The quality was awful, there was enormous wastage, we had issues with delivery times.
The school bought a commercial dishwasher; Kelly invested in crockery and last year spent $80,000 upgrading the company kitchen on the understanding her school contracts would continue for a further two years. But it all came to a halt with the September announcement that all full primaries would move to the new scheme this year.
Kelly has had the rug pulled from her business – losing an estimated three-quarters of her income. The community has lost as well, with 27 of her 38 staff losing their jobs. She is perplexed there was no opportunity to talk to the ministry about businesses like hers that created local solutions with measurable outcomes.
And the school has to return to a system similar to the one that failed it first time around. “We know Auckland traffic and the long delays on our roads,” says Byrnes. “Just think of all those trucks delivering [hot] food across Auckland daily, in preference to local innovative solutions.”
Like other principals who used local providers, Byrnes worries about the redundancies, loss of skills and local knowledge.
And she is concerned about waste management, with leftovers not collected until the following day. Schools are responsible for meal delivery and waste collection within the school grounds. The ministry will give each school between $4750-$10,450 a term for this, depending on size.
More than money
At the other end of the motu, Janice Lee is founder and leader of Māori kaupapa organisation Koha Kai, which delivers community programmes in Murihiku/Southland. A contractor to Whānau Ora among other activities, it provides work for disabled people, creates healthy lunches for students and the elderly, grows vegetables and runs gardening workshops for those in lower socio-economic areas, all delivered in a culturally appropriate way.
Koha Kai used to deliver school lunches to eight kura in Gore, Waihopai and northern Southland, clocking up 196km per round trip. This year, it is contracted to deliver to only one urban school and three rural ones on that same long loop.
Lee knows it is critical to get food to rural communities; Southland farmers are struggling and free school lunches ease cost pressures on many families. The four urban kura Koha Kai formerly serviced are not happy they have been directed to have an external provider.
“David Seymour sees the lunches in schools programme as a financial transaction – nothing more,” says Lee. “In negotiating for the cheapest price, he doesn’t appear to have any concept of the additional benefits to communities he is taking away.”

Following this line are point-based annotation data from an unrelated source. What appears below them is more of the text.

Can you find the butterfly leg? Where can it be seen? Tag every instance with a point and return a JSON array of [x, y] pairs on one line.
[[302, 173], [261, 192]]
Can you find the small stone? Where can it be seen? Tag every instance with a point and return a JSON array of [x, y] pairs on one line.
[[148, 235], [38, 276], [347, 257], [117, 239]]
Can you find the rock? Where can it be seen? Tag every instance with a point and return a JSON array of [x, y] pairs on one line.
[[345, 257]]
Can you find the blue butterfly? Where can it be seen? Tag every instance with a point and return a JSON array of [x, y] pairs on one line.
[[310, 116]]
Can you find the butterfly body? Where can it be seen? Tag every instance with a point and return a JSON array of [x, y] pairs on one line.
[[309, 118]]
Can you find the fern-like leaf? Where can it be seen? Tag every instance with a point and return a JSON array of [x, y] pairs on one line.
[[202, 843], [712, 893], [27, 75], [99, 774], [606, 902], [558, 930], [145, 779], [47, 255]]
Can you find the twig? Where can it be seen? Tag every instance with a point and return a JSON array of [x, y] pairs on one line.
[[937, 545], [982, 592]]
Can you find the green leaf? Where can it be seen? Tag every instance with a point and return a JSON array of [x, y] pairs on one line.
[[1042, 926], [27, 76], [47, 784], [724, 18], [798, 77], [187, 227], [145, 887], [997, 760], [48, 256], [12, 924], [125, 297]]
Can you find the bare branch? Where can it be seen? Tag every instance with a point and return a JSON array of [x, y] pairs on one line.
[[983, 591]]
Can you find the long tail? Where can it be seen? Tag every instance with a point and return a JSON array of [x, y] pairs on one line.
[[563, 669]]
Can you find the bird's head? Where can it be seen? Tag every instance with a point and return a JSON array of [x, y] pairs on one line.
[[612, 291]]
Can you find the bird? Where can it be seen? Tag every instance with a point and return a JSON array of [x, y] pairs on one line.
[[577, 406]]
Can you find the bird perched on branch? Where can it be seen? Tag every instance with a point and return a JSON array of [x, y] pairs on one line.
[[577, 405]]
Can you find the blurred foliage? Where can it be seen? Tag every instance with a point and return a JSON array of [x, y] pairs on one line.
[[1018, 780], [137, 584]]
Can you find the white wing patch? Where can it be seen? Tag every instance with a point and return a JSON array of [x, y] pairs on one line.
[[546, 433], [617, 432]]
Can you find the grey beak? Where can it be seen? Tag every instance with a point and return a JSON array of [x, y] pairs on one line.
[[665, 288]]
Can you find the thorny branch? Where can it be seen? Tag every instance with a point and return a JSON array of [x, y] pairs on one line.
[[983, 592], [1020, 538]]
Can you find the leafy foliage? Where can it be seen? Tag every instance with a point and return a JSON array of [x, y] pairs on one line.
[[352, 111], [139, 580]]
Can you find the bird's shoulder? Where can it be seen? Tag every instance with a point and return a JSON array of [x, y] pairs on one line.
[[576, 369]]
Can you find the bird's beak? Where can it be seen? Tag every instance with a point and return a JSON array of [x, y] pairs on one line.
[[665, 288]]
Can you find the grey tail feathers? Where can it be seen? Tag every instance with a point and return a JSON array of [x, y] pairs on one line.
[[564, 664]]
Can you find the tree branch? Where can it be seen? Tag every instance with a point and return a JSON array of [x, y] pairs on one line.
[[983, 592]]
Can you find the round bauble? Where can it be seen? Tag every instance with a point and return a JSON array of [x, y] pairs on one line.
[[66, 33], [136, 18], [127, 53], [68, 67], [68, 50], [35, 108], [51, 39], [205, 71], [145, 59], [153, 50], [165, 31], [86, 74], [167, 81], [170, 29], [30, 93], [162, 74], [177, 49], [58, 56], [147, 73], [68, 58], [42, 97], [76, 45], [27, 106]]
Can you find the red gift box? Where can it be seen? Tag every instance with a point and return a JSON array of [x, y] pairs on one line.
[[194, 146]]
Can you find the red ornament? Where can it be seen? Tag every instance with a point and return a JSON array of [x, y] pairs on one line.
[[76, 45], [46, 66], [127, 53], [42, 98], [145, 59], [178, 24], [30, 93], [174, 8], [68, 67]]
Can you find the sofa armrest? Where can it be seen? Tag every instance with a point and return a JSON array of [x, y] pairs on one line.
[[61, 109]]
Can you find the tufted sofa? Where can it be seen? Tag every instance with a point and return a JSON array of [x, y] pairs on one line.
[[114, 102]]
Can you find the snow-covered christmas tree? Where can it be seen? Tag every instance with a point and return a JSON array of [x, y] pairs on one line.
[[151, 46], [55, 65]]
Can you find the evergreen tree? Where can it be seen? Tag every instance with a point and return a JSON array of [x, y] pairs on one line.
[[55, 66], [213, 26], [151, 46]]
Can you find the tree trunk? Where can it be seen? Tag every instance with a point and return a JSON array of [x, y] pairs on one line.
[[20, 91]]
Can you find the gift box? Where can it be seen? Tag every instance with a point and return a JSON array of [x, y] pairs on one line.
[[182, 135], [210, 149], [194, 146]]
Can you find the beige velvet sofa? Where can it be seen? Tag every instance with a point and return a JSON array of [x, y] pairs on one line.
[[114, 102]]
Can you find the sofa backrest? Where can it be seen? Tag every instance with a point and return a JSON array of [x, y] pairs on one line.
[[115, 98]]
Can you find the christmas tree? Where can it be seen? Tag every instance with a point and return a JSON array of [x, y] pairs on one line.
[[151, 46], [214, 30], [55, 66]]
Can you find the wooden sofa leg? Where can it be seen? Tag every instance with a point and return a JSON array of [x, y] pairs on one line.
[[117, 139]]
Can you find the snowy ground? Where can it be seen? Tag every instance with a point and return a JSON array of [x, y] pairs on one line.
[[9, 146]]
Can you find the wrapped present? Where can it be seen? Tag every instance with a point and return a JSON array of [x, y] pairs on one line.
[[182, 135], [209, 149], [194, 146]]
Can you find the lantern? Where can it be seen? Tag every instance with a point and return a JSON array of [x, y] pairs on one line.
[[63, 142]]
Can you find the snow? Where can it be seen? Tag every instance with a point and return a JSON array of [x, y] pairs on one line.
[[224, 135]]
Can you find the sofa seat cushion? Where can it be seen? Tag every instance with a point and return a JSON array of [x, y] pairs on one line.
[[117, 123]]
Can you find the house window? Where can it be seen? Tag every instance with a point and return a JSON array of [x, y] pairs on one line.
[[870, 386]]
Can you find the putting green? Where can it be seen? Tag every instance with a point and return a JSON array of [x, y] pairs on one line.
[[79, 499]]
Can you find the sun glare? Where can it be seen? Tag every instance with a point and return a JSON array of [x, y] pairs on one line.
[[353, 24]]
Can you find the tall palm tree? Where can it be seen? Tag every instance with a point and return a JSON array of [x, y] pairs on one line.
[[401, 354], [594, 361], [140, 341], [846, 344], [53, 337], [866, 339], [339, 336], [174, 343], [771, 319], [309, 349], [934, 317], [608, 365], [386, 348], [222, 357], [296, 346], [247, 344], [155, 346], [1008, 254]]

For those creating and serving and receiving the kai, there is agreement that school lunches are more than simply transactional. “It takes a village to raise a child,” says Lee. “[There is] a whakataukī: ‘He iti rā, he iti māpihi pounamu – though we are small, what we offer is of great value.’
“Children need to know that someone knows them, cares about them and their families – not seeing them as a burden for which they can assign a dollar value to their wellbeing and expect them to be grateful.”